Wall 3: The Arel Discovery
Structural alignment was looking good. Tests were in the right files. Implementation was in the right files. The test pass rate was climbing again.
Then I noticed that more and more of ActiveRecord was building SQL through string manipulation instead of going through Arel, the SQL AST builder. That's not how Rails does it. The whole point of Arel is that you build a tree, and the tree renders to SQL. If you bypass the tree, you lose composability, you lose adapter portability, you lose the ability to introspect and transform queries.
The agent had been making tests pass by taking shortcuts. String concatenation is easier than building an AST. The tests didn't care — they just checked the output SQL. But the architecture was wrong, and it would bite me later when tests expected to compose queries or switch database adapters.
More cleanup.
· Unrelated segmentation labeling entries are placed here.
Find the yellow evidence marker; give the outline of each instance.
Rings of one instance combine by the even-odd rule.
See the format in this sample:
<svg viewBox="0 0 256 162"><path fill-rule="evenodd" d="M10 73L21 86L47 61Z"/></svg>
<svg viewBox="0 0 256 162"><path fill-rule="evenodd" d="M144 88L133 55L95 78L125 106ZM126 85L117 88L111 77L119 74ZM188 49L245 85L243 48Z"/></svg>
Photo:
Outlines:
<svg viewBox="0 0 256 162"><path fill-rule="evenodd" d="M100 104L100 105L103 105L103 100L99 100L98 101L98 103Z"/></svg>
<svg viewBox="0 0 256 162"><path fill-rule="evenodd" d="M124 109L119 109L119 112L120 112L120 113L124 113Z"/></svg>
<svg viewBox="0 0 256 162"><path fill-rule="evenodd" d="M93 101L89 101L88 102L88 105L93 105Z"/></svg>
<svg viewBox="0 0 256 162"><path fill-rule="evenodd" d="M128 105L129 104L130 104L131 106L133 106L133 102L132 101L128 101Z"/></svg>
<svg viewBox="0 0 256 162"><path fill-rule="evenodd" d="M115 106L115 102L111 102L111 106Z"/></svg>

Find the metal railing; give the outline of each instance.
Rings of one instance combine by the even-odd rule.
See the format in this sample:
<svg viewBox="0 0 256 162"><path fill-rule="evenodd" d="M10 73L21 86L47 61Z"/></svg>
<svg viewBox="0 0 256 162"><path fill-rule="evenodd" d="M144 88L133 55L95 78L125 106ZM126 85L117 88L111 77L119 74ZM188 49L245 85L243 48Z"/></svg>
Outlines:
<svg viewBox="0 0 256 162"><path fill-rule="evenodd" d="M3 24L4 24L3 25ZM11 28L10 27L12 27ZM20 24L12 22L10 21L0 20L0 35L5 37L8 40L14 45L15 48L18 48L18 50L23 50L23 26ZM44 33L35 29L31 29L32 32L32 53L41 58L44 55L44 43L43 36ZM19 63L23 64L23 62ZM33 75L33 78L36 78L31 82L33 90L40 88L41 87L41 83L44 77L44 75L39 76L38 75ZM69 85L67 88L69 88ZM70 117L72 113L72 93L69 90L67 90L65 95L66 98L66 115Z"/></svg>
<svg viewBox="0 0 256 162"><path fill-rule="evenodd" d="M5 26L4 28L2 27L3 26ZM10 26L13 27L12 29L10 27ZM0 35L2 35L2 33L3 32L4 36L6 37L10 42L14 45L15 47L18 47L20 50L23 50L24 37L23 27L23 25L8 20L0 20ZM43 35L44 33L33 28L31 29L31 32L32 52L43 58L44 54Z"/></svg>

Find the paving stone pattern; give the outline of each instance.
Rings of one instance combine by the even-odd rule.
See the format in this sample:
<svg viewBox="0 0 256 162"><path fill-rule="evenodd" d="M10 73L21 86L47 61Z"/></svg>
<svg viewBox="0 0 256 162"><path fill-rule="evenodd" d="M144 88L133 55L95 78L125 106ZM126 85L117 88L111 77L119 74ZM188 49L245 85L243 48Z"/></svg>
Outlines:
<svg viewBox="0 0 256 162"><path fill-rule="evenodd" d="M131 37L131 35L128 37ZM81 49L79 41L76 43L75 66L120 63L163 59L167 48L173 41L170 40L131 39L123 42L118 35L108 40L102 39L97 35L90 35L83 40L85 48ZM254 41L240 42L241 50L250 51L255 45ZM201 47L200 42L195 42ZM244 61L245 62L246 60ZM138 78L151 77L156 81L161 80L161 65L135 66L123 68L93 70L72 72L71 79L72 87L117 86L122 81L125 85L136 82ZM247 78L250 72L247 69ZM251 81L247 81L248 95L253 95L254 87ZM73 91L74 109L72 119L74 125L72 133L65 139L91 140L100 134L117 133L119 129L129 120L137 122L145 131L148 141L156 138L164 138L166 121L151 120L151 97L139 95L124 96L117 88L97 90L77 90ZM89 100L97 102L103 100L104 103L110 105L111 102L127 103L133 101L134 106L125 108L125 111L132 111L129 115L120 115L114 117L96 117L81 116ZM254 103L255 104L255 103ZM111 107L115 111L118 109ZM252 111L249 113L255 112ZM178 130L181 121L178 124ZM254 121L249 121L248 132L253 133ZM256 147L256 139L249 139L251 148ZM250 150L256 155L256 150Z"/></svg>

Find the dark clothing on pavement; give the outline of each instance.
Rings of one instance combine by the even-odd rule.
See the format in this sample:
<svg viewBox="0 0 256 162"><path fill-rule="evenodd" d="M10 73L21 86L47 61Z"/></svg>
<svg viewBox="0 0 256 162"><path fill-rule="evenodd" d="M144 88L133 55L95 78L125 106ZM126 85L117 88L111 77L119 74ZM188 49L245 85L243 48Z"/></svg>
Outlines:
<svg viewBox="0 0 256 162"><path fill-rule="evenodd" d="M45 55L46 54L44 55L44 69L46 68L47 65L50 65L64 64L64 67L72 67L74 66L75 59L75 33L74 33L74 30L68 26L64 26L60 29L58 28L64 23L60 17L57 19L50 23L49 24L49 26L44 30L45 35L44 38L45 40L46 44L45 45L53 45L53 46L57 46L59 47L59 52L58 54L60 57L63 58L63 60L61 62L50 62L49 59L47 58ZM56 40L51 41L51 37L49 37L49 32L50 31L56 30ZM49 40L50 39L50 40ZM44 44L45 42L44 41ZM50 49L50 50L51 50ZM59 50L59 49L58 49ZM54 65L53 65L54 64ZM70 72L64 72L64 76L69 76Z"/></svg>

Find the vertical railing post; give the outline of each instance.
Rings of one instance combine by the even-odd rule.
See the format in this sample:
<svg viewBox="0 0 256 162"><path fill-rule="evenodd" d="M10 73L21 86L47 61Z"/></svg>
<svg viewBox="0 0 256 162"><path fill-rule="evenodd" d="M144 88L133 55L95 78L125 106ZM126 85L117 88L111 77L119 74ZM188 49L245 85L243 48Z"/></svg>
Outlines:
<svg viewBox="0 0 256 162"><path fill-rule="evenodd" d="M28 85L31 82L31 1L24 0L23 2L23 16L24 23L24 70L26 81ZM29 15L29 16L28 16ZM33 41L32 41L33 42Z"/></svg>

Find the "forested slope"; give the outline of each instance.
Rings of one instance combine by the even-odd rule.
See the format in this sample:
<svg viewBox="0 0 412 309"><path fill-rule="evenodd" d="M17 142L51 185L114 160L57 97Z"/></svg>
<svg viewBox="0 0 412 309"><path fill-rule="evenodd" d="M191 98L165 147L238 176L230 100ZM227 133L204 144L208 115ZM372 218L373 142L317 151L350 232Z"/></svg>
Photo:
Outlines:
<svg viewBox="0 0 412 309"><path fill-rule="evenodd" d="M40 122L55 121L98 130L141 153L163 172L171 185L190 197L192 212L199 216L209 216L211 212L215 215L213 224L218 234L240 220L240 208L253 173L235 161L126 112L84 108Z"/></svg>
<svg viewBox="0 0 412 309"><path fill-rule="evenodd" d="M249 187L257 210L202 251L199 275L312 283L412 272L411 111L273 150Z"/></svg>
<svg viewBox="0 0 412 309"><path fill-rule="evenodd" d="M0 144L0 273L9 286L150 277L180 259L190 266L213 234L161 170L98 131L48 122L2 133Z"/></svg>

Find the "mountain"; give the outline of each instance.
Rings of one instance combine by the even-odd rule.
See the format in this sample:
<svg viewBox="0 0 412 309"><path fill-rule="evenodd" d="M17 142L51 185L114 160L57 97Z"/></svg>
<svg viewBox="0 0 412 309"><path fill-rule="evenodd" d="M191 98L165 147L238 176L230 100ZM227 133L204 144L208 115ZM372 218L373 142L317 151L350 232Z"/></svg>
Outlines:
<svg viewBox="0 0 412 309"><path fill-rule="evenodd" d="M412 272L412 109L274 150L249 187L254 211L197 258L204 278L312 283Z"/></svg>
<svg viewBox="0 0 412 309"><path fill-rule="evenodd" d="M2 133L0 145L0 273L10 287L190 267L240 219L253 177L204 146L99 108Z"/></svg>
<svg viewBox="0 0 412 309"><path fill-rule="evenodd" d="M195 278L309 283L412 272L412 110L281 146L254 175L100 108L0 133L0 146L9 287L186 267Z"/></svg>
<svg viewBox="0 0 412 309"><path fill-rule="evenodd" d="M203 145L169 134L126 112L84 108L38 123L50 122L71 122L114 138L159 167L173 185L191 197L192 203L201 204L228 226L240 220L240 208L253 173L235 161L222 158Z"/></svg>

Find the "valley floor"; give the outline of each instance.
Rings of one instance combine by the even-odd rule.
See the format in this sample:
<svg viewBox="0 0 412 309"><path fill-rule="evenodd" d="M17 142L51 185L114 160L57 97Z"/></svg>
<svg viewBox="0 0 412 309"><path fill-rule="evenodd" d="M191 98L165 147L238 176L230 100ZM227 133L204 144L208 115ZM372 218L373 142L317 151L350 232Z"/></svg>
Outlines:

More refactoring. Moving sideways, not forwards. The test count didn't budge. Necessary, but it didn't add a single passing test.
New metric: Arel coverage. Is the SQL being generated through the AST, or through string hacks?
The Pattern
Every wall followed the same shape:
- Pick a metric. Watch it climb.
- Hit a ceiling. Something feels off but the number looks fine.
- Discover the metric was hiding a structural problem.
- Find a new metric that captures what the old one missed.
- Watch the old metric dip while you fix the structure.
- Watch everything start climbing again, on a better foundation.
Test count. Structural alignment. Arel coverage. Review quality. Each one was the right thing to measure until it wasn't.
I don't think this pattern is unique to working with coding agents, but agents make it more acute. An agent optimizes for whatever you point it at. If the metric is "make tests pass," it will make tests pass — by any means available, including ones that create problems you won't notice for weeks. The agent isn't being malicious. It's doing exactly what you asked. The problem is that what you asked wasn't quite what you meant.
Code is faster to write than ever. But that just highlights that writing code was never the bottleneck. The bottleneck is the loop: figuring out what to measure, meeting that target, and identifying how the measurement fell short. That loop hasn't gotten any faster. If anything, agents make it spin faster, which means you hit the walls sooner.
The job was never writing code. It's figuring out what to measure next.